Abstract

With the continuous development of computer technology, analysis techniques based on various types of sports data sets are also evolving. One typical representative is image-based motion recognition technology, which enables video action recognition with a certain degree of feasibility. In basketball technical action videos, technical action has obvious characteristics. The athletes in the footage in sports videos are relatively fixed, and the scenes are relatively homogeneous, so technical action analysis of basketball technical action videos has certain advantages. However, there are many challenges in basketball technical action recognition, mainly including the fact that basketball techniques are numerous and complex. To address the above issues, this research proposes a 3D convolutional neural network framework that two different resolution image inputs are performed on the basketball technical action dataset. The experimental results show that the algorithmic process designed in this study is effective for action recognition on the basketball technical action dataset.

1. Introduction

In recent years, with the awakening of the population’s awareness of physical fitness, various sports have been promoted and popularized. In China, basketball is one of the most popular sports for young people between the ages of 20 and 35. The equipment is simple, and a single court can accommodate 10–20 people. In addition, basketball is an all-round exercise for the human body. Smaller players can use their speed to move through the crowd, while bigger players can use their physical strengths to play on the back. Thus, no matter what physical condition an athlete is in, he or she can find the right position on the court. At the same time, basketball can be not only a one-on-one game but also a competitive team sport, where the sense of achievement of a beautifully organized attacking score is not dissimilar to that of a great dummy pass.

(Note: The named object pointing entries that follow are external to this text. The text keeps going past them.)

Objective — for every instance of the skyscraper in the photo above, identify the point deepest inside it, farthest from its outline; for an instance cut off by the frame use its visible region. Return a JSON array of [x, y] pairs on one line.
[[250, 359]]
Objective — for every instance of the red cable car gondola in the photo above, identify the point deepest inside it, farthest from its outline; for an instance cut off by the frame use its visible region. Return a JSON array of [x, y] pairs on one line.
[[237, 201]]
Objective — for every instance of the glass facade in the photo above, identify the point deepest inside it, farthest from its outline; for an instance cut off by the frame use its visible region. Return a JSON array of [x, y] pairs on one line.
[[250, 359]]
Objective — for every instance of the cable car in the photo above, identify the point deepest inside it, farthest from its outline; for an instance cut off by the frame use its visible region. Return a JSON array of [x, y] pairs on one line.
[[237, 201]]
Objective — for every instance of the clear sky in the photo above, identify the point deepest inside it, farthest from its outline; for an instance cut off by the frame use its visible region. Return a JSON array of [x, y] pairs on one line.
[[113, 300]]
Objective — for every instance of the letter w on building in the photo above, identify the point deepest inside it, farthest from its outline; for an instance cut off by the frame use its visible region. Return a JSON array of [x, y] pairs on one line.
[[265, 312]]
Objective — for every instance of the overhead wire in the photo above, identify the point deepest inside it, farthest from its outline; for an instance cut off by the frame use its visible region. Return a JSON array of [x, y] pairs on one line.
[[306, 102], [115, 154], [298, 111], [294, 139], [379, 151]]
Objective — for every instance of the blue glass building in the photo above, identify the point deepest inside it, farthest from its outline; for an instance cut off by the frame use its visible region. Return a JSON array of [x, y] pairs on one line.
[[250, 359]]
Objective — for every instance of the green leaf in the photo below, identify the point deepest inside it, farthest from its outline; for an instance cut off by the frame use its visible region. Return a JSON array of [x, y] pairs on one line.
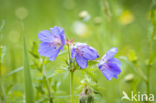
[[29, 95], [16, 70]]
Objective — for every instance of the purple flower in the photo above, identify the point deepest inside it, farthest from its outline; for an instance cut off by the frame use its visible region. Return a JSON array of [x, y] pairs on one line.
[[82, 53], [110, 66], [52, 42]]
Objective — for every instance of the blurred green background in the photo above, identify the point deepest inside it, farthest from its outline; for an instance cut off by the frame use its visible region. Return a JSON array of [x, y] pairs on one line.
[[128, 25]]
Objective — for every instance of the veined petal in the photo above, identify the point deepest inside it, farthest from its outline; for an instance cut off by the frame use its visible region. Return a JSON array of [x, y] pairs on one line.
[[45, 36], [114, 66], [54, 55], [110, 54], [62, 37], [48, 50], [73, 54], [90, 53], [107, 73], [110, 69], [81, 61]]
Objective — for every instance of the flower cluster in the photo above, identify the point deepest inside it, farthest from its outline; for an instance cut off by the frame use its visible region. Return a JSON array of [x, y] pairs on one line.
[[54, 40]]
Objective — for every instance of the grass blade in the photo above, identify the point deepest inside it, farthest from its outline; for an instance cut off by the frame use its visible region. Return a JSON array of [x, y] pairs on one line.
[[29, 96]]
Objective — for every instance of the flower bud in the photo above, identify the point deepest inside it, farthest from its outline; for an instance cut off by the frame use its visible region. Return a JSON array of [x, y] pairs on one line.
[[129, 78], [86, 96]]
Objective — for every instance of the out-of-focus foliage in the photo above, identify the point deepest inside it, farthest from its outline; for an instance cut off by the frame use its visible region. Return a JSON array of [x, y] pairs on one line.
[[129, 25]]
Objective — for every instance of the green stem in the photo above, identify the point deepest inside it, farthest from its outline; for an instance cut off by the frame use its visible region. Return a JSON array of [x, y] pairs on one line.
[[48, 87], [147, 81], [72, 76], [71, 86]]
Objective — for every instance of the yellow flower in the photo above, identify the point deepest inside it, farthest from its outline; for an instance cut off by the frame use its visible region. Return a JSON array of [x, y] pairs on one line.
[[126, 17]]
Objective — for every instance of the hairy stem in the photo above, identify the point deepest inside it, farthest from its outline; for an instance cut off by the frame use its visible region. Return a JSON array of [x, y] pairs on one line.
[[71, 86], [72, 75], [148, 81], [48, 86]]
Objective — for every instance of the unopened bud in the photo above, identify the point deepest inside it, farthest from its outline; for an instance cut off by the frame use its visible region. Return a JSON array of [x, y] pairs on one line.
[[129, 78], [86, 96]]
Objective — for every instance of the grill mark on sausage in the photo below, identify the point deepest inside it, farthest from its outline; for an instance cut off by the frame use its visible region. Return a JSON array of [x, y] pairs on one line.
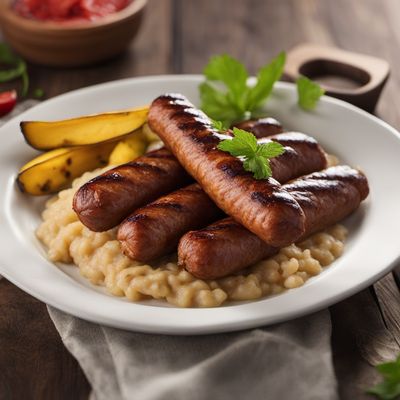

With the upgrade of mobile devices and the rise of the video industry, more and more athletes are focusing on using video to analyze their skills during basketball training [1, 2]. At the same time, recognition and classification of image data and even video data have become possible with the increase in GPU computing power and the proposal of excellent models in the field of deep learning [35]. As an example, models based on convolutional neural networks have an important place in deep learning [69]. In addition, there are many other deep learning algorithms that are constantly being developed, such as BP neural network algorithm [10, 11], back-gradient algorithm [12], generative adversarial network [13, 14], transformer [15, 16], and life cycle assessment [17]. The convolutional neural network was first applied in the field of images, and after achieving excellent performance in this field, researchers have successively proposed algorithmic models that apply it to video recognition, such as large-scale video classification [18], multimemory convolutional neural network [19], and tube convolutional neural network [20]. If this technology can be used to recognize technical basketball moves as they appear in the video, this would be an important application of deep learning in sport. Such practical applications hold great promise for basketball training. For example, it could be used to inform professional players, analysts, or basketball coaches about technical movements, and it could also assist referees in judging games on the court. Deep learning techniques such as wearing sensors on human joints to extract skeletal point location information for movement recognition have significant limitations, whereas it is easier and more efficient to recognize human movements in the dynamic video [2123]. Therefore, a large number of researchers have investigated action recognition tasks through deep learning [2426], by improving on the classical structures of convolutional neural networks to obtain frame-specific features and interimage timing information in videos.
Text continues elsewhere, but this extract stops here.